Thanks for the pointer. Yeah, that should work just fine. By the way, is there a reason __dp4a
is not mentioned anywhere in the CUDA Programming Guide? I wanted to refresh my memory on how exactly __dp4a
is specified, and could not find it when searching the latest PDF.
I infer from the PTX documentation that passing int32_t
(or int
) indicates that we are passing char4
whose elements should be sign extended while passing uint32_t
(or unsigned int
) indicates we are passing uchar4
whose elements should be zero extended?
[Later:]
Looking at the relevant header file (sm_61_intrinsics.h
), I see that there is
int __dp4a (int, int, int)
int __dp4a (char4, char4, int)
for the signed operation, and
unsigned int __dp4a (unsigned int, unsigned int, unsigned int)
unsigned int __dp4a (uchar4, uchar4, unsigned int)
for the unsigned operation.
While the code generated for __dp4a()
with int
arguments looks as expected, the code generated for __dp4a()
with char4
arguments looks needlessly complex. I would have expected the generated code to look the same. I wonder what is going on there?
My little test app, compiled on CUDA 11.1:
#include <stdio.h>
#include <stdlib.h>
#include <stdint.h>
#define USE_INT (0)
#if USE_INT
__global__ void kernel (int32_t a, int32_t b, int32_t *res)
#else // USE_INT
__global__ void kernel (char4 a, char4 b, int32_t *res)
#endif // USE_INT
{
*res = __dp4a (a, b, 0);
}
int main (void)
{
#if USE_INT
int32_t a = 0xfcfdfeff;
int32_t b = 0x01010101;
#else // USE_INT
char4 a = {-1, -2, -3, -4};
char4 b = {1, 1, 1, 1};
#endif // USE_INT
int32_t res, *res_d = 0;
cudaMalloc ((void**)&res_d, sizeof res_d[0]);
kernel<<<1,1>>>(a, b, res_d);
cudaMemcpy (&res, res_d, sizeof res, cudaMemcpyDeviceToHost);
printf ("sum = %d\n", res);
return EXIT_SUCCESS;
}
With USE_INT = 1
, the code generated for an sm_61
target looks as expected:
code for sm_61
Function : _Z6kerneliiPi
.headerflags @"EF_CUDA_SM61 EF_CUDA_PTX_SM(EF_CUDA_SM61)"

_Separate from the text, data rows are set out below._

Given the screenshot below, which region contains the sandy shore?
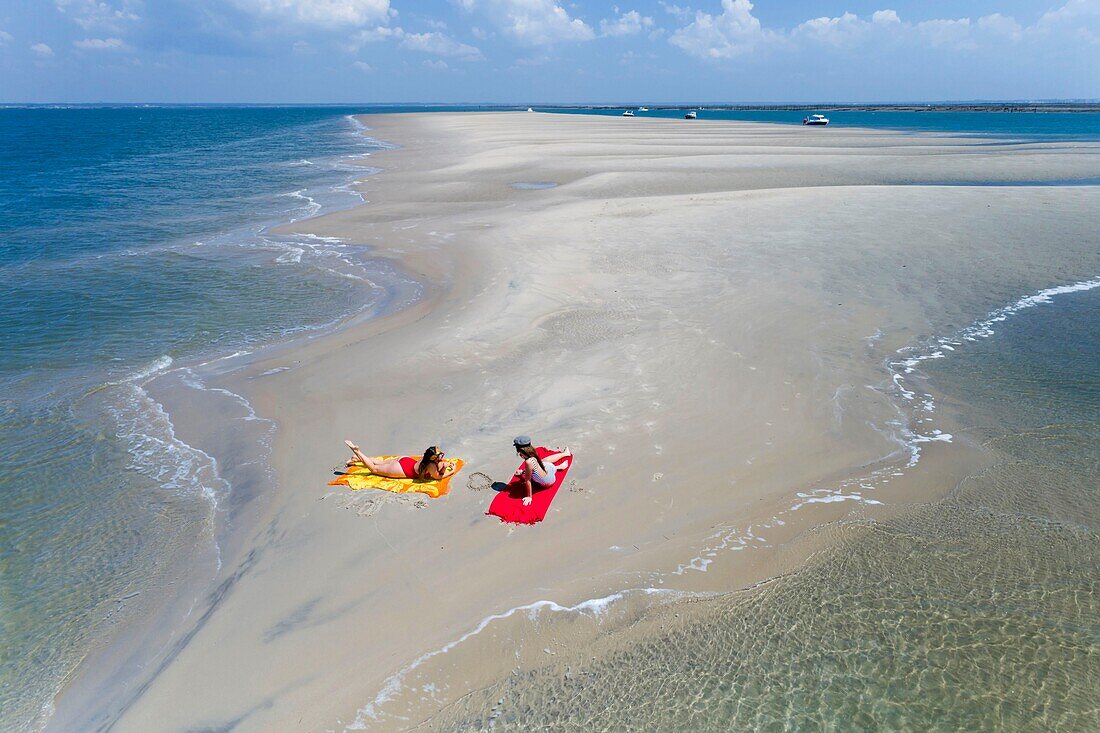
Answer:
[52,113,1100,731]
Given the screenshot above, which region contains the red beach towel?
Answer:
[485,447,573,524]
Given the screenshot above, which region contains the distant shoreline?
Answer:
[0,101,1100,113]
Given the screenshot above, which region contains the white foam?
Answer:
[344,588,690,731]
[108,370,230,572]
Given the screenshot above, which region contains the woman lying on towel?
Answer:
[344,440,454,481]
[512,435,573,506]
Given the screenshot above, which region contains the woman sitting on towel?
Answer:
[344,440,454,481]
[512,435,573,506]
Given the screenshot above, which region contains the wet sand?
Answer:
[52,113,1100,731]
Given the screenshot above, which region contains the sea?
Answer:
[0,106,1100,731]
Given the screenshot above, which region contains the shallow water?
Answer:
[418,289,1100,731]
[0,108,399,730]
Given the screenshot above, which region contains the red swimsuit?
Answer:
[398,456,420,479]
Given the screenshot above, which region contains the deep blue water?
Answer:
[0,107,1100,730]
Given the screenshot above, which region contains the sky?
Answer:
[0,0,1100,105]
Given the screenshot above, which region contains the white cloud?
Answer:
[459,0,596,46]
[73,39,129,51]
[232,0,391,29]
[657,0,692,20]
[348,25,405,48]
[871,10,901,25]
[791,13,871,46]
[1029,0,1100,43]
[54,0,141,33]
[400,31,482,61]
[978,13,1024,41]
[600,10,653,35]
[669,0,776,58]
[915,18,970,46]
[662,0,1100,59]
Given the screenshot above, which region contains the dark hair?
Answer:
[516,446,547,473]
[416,446,442,481]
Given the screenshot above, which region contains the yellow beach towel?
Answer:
[329,456,463,499]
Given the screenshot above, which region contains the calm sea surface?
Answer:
[436,287,1100,732]
[0,107,1100,730]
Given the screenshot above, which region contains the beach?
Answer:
[47,112,1100,731]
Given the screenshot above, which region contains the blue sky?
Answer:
[0,0,1100,105]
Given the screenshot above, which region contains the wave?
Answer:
[344,588,710,731]
[334,276,1100,731]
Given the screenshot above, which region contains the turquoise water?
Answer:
[0,107,1100,730]
[0,108,413,730]
[428,288,1100,732]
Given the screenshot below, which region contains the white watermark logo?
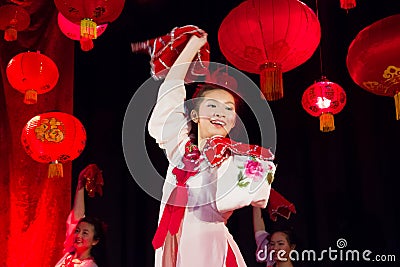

/*0008*/ MOV R1, c[0x0][0x20] ;
/*0010*/ MOV R0, c[0x0][0x140] ;
/*0018*/ MOV R2, c[0x0][0x148] ;
/*0028*/ MOV R3, c[0x0][0x14c] ;
/*0030*/ IDP.4A.S8.S8 R0, R0, c[0x0][0x144], RZ ;
/*0038*/ STG.E [R2], R0 ;
/*0048*/ NOP ;
/*0050*/ NOP ;
/*0058*/ NOP ;
/*0068*/ EXIT ;
/*0070*/ BRA 0x70 ;
/*0078*/ NOP;
..........
I would have expected the code generated for USE_INT = 0
to look identical, but instead got this monstrosity:
code for sm_61
Function : _Z6kernel5char4S_Pi
.headerflags @"EF_CUDA_SM61 EF_CUDA_PTX_SM(EF_CUDA_SM61)"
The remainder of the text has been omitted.